Prying Eyes in the Sky: Visual Aerial Surveillance of Private Residences as a Tort

by Jeremy Friedman

4 Colum. Sci. & Tech. L. Rev. 3 (2003) (Published February 5, 2003)

Abstract

Landowners owned all airspace directly above their property, prior to U.S. v. Causby, a 1946 Supreme Court ruling that made the sky a “public highway” without clearly specifying whether landowners retained any rights to restrict overhead non-transportation activities. In recent decades, technological advances have made possible aircraft and satellite surveillance that enables visual surveillance of private property. Technological advances also allow the data recorded by such surveillance to be stored and potentially sold in a market for information.
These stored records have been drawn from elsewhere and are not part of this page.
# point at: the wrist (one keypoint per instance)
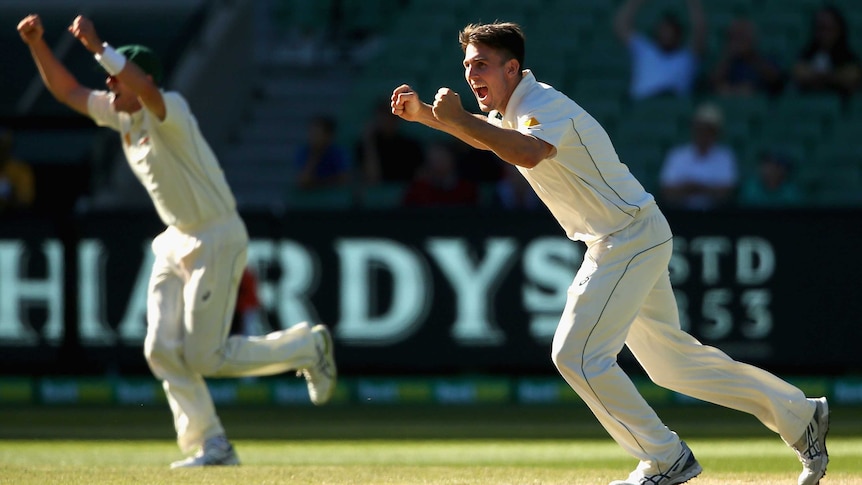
(112, 61)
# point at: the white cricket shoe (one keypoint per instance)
(811, 447)
(683, 469)
(216, 451)
(322, 375)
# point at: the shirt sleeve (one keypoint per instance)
(177, 112)
(548, 122)
(101, 111)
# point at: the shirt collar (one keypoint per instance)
(528, 80)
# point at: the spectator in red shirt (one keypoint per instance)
(438, 182)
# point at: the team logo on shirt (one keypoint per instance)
(143, 139)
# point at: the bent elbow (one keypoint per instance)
(528, 162)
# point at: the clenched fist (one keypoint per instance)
(30, 28)
(447, 106)
(83, 30)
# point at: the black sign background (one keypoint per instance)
(814, 296)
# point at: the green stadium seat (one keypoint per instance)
(839, 154)
(320, 199)
(383, 196)
(837, 186)
(810, 108)
(303, 14)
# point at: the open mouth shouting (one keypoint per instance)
(481, 92)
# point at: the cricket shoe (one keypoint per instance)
(216, 451)
(683, 469)
(811, 447)
(322, 375)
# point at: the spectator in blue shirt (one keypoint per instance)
(320, 161)
(663, 64)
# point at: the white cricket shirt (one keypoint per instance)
(172, 160)
(584, 184)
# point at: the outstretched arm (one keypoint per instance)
(130, 74)
(59, 81)
(448, 115)
(407, 105)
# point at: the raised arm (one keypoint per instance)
(58, 80)
(698, 26)
(407, 105)
(449, 116)
(625, 18)
(129, 74)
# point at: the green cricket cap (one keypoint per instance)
(144, 58)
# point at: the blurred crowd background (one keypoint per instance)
(711, 103)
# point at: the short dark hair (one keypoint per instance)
(506, 37)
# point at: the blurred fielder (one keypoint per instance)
(199, 257)
(622, 293)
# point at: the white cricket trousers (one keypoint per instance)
(622, 295)
(192, 294)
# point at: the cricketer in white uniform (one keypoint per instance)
(622, 293)
(201, 255)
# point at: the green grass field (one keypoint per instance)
(397, 445)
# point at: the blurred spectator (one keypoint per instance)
(663, 64)
(742, 68)
(385, 154)
(700, 175)
(438, 182)
(17, 187)
(514, 192)
(773, 186)
(827, 63)
(320, 162)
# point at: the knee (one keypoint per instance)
(159, 355)
(206, 364)
(578, 366)
(565, 356)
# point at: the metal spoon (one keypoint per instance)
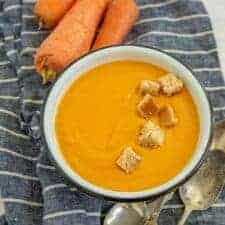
(136, 213)
(218, 141)
(203, 189)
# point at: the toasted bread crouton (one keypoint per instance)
(151, 135)
(170, 84)
(149, 87)
(167, 116)
(128, 160)
(147, 106)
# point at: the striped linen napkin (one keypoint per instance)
(32, 190)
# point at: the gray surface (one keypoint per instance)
(32, 188)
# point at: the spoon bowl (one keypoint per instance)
(203, 189)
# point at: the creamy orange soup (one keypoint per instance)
(97, 119)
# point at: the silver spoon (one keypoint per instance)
(136, 213)
(218, 141)
(203, 189)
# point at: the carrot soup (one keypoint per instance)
(97, 119)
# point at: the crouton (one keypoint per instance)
(167, 116)
(151, 135)
(128, 160)
(147, 106)
(149, 87)
(170, 84)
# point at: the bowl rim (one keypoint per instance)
(87, 190)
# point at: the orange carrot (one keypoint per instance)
(119, 19)
(71, 38)
(49, 12)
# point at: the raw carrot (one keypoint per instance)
(71, 38)
(119, 19)
(49, 12)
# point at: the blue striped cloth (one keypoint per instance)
(32, 190)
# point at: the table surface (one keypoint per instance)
(216, 9)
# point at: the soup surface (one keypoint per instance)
(97, 119)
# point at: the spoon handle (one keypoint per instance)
(185, 215)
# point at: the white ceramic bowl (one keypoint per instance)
(137, 53)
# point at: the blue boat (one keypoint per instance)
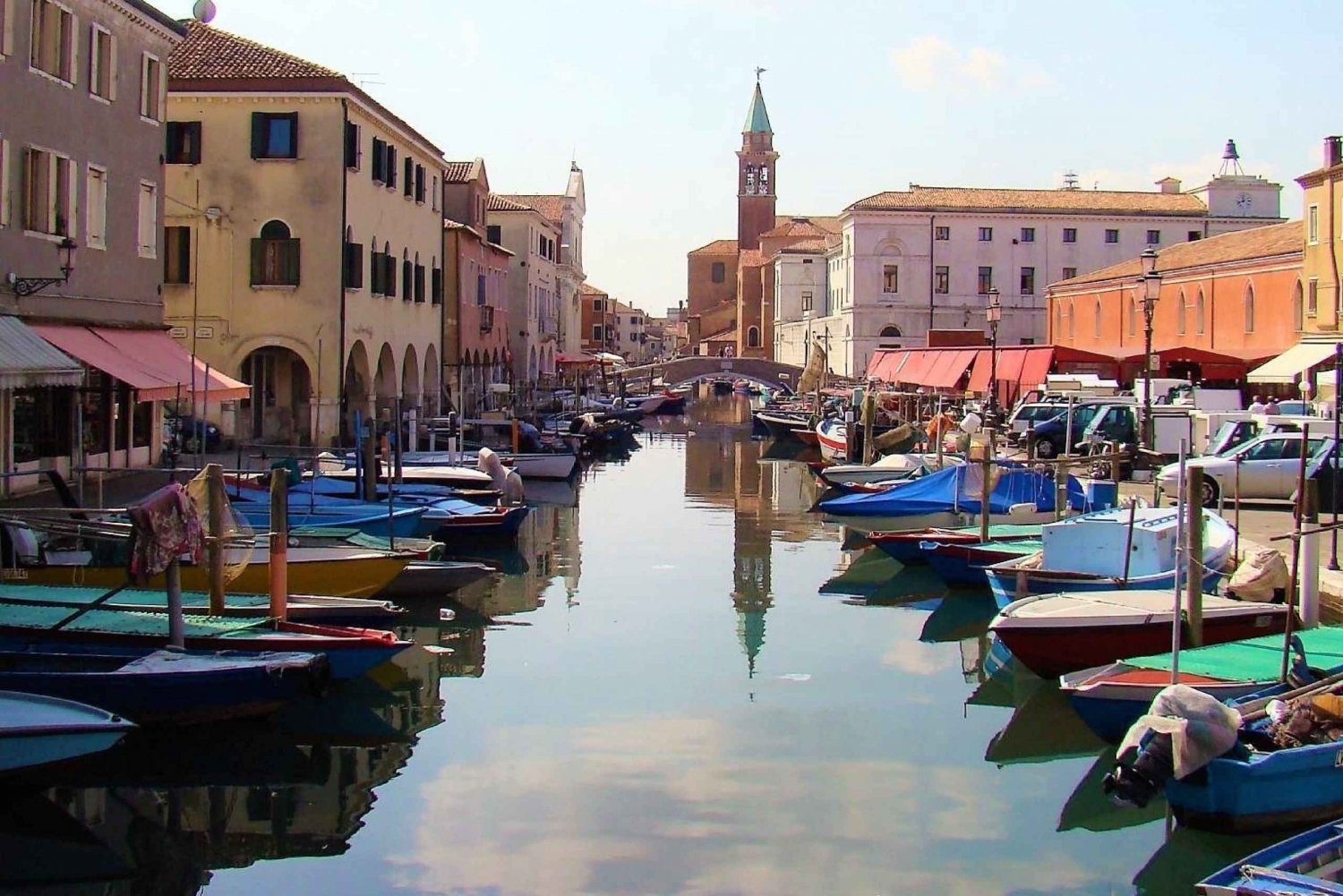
(168, 686)
(1310, 863)
(1088, 554)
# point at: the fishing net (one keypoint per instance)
(239, 539)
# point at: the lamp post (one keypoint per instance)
(29, 285)
(1151, 286)
(994, 314)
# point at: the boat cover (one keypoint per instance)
(956, 488)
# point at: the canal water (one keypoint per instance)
(685, 683)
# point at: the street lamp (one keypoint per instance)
(994, 314)
(1151, 285)
(30, 285)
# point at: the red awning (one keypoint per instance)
(150, 362)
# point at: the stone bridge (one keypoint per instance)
(687, 370)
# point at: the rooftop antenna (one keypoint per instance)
(1230, 160)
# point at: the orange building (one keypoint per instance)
(1227, 303)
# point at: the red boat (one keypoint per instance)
(1058, 633)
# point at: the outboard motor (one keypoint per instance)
(1136, 783)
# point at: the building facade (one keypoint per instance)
(534, 241)
(85, 362)
(305, 239)
(475, 322)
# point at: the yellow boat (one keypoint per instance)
(311, 571)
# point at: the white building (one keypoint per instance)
(924, 258)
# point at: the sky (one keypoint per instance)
(865, 96)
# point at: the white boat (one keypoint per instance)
(38, 731)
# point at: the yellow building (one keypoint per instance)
(1318, 308)
(304, 239)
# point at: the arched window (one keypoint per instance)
(274, 255)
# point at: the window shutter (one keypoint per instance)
(258, 273)
(258, 134)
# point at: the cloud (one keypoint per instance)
(931, 64)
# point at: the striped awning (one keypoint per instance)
(27, 360)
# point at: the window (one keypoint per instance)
(274, 255)
(96, 209)
(150, 88)
(176, 254)
(354, 273)
(53, 47)
(891, 278)
(102, 61)
(183, 142)
(379, 168)
(47, 192)
(148, 219)
(274, 134)
(352, 145)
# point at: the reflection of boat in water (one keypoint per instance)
(1041, 730)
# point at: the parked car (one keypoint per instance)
(1270, 466)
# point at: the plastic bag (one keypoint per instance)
(1201, 727)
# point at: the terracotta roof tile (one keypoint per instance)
(210, 53)
(504, 203)
(1243, 244)
(1096, 201)
(551, 207)
(717, 247)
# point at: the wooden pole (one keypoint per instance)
(1194, 554)
(215, 543)
(1296, 551)
(278, 547)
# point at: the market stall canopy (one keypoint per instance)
(1288, 367)
(150, 362)
(27, 360)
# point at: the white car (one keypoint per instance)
(1270, 466)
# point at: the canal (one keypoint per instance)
(685, 683)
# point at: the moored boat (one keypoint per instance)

As a result, landowners are left vulnerable to troubling surveillance that creates asymmetries of information, usurps the value of property, and constitutes an invasion of privacy. The privacy tort of intrusion would offer a common law remedy for landowners, if the law were applied properly, in a manner distinguishing aerial surveillance from ground-level surveillance. However, due to imperfections in intrusion doctrine, the optimal solution would be to enact legislation codifying the conclusion that visual aerial surveillance of private property subjects the observer to tort liability. Liability could be avoided where the observer points to strong countervailing considerations, such as a compelling reason for undertaking the surveillance and the demonstration of prudence in recording and storing data. Creating a presumption of tort liability would not create insurmountable practical problems and would provide analogous protection to that offered under existing wiretapping law.